2014年のことだが、米国のソニー・ピクチャ・エンターティメント社(SPE)が北朝鮮と思しき相手からサイバー攻撃を受けた。この時、親会社のソニーGr.は、日本の監督官庁からも報告を求められた。多くの業容を手掛ける同Gr.は、複数の官庁に報告を済ませほっとしていると、金融庁から「ウチに報告がない」とお叱りを受けたと、当時の担当者がこぼしていた。ソニー損保など金融事業ももっている同Gr.だが、金融分野のことが忘れられていたのだ。慌てて既存の報告書を手直しして届け出ると、「当方のフォーマットと違う」と差し戻されたとも言う。

このような手間を省くため、産業界では報告のフォーマット統一とワンストップ化を求めてきた。その要望は、ようやく今年受け入れられ、今月からフォーマットが一本化され、窓口の一本化がされることになった(*1)。
対象がDDoS攻撃とランサムウェア攻撃に限定されているのは、これらが代表的なものであり、インフラ停止を狙うような千変万化する複雑な攻撃までフォーマット統一は難しいから。それでも被害企業としては、この2種の攻撃を受けた場合に、統一されたフォーマットで、監督官庁と個人情報保護委員会に報告し、警察に相談できるわけだ。また(望めばだが)NISCの後継組織NCOに届け出さえすれば、ワンストップ窓口になって関係機関に展開してくれることになる。

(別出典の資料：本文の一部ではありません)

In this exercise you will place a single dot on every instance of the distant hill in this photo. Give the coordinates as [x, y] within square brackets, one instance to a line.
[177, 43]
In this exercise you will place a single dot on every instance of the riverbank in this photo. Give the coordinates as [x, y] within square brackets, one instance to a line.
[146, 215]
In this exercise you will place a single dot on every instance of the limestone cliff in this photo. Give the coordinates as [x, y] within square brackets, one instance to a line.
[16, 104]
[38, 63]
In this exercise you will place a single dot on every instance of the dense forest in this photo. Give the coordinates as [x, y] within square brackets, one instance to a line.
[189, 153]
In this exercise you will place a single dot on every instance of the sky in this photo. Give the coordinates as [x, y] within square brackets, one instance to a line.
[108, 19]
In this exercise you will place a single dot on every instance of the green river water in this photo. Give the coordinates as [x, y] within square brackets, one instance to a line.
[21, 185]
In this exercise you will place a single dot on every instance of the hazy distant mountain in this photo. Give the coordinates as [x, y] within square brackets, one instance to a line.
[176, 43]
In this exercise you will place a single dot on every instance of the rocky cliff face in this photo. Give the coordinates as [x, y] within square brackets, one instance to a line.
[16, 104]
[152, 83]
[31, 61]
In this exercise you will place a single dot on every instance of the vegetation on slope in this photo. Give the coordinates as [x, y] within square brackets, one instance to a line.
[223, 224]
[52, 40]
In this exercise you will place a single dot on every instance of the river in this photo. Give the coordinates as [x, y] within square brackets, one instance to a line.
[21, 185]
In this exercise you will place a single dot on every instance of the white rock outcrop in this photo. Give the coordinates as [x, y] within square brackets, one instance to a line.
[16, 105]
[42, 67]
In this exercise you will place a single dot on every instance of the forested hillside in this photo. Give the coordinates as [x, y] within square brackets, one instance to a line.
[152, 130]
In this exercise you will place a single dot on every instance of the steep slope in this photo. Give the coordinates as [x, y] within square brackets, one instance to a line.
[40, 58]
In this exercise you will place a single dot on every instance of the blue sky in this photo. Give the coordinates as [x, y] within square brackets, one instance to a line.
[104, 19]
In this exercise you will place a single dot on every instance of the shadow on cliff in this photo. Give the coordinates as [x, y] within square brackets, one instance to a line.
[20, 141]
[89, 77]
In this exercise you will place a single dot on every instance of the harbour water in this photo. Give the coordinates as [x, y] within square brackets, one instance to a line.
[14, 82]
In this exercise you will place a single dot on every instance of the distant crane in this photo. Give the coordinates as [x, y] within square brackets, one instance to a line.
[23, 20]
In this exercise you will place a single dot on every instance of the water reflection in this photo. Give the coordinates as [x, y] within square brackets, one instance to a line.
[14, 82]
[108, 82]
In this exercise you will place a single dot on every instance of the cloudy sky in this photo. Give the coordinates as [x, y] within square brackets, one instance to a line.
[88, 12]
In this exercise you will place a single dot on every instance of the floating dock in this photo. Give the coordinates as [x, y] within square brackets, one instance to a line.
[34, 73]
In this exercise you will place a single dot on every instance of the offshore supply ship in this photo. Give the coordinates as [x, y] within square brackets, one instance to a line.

被害企業は必要以上に報告に勢力を割くことなく、復旧や原因究明に尽力できるわけだ。行政側や社会全体についても、この制度の意義は大きい。迅速に報告等が成されることで、事案の蓄積が増え分析も容易になるからだ。得られた知見(インテリジェンス)は、将来の攻撃に対する予防に利用できる。SPE社の事案から10年余、ようやくなった新制度に期待したい。